Selene tidak langsung menjawab. gadis itu malah meletakkan handphonenya membuat Prabu terheran.
“Selene?”
“ya?”
“you okay?”
tidak berapa lama kemudian wajah Selene kembali memenuhi layar handphone Prabu.
“hey, kok nangis? Selene, look, aku—”
“kamu nyebelin banget.”
”........”
“kamu gak tau tadi dia ngeliatin aku remeh banget seakan aku bukan apa-apa di banding dia untuk kamu.”

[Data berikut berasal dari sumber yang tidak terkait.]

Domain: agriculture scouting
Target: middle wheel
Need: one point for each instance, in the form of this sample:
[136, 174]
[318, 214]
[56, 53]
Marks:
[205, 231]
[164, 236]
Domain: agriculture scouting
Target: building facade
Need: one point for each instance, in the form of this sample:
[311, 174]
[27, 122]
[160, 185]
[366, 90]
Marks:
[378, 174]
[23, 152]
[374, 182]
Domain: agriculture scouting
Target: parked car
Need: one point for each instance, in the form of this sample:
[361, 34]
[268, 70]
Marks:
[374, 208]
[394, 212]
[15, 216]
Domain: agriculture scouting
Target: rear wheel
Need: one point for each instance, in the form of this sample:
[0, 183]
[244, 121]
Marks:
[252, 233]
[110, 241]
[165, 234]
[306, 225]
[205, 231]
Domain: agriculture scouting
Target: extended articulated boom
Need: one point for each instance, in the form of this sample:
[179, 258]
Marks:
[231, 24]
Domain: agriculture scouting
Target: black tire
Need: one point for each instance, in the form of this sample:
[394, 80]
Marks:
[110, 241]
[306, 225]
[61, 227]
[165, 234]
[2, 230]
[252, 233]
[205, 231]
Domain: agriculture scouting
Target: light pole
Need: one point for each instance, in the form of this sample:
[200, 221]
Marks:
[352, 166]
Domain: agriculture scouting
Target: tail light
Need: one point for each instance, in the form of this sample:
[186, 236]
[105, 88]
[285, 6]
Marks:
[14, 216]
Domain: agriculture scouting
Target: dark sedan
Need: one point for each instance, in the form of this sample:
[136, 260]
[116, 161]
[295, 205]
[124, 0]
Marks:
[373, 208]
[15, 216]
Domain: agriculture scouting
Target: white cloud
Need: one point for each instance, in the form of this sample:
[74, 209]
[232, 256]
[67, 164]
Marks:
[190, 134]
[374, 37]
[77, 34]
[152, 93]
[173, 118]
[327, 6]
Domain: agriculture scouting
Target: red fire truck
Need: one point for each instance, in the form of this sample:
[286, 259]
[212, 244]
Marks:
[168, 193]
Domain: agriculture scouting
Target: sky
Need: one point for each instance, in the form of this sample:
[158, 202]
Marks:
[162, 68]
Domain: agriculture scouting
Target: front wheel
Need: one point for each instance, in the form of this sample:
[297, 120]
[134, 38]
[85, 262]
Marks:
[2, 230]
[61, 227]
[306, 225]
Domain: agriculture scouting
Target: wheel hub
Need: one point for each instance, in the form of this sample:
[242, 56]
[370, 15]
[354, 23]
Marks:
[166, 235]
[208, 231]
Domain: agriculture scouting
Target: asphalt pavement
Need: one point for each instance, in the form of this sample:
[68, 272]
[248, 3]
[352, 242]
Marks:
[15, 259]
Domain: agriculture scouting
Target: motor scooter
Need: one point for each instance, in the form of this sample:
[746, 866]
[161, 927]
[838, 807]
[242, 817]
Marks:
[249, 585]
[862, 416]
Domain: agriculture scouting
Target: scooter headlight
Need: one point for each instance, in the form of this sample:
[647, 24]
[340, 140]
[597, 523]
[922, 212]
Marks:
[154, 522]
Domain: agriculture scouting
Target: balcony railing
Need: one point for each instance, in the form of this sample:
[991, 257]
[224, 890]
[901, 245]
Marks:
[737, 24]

“Selene trust me, you mean a lots for me. i'll do anything for you, and you know it.”
”......”
“udah nangisnya, kalau nangis lagi aku balik ke Jakarta nih.”
“ngancemnya jelek.”
“yaudah sekarang jangan nangis lagi oke? gak usah nangis, ya?”
“sebel banget aku sama kamu.”
“kalau kamu sebel, aku enaknya diapain coba?”
“diapain?”
“di cium,” jawab Prabu lalu nyengir.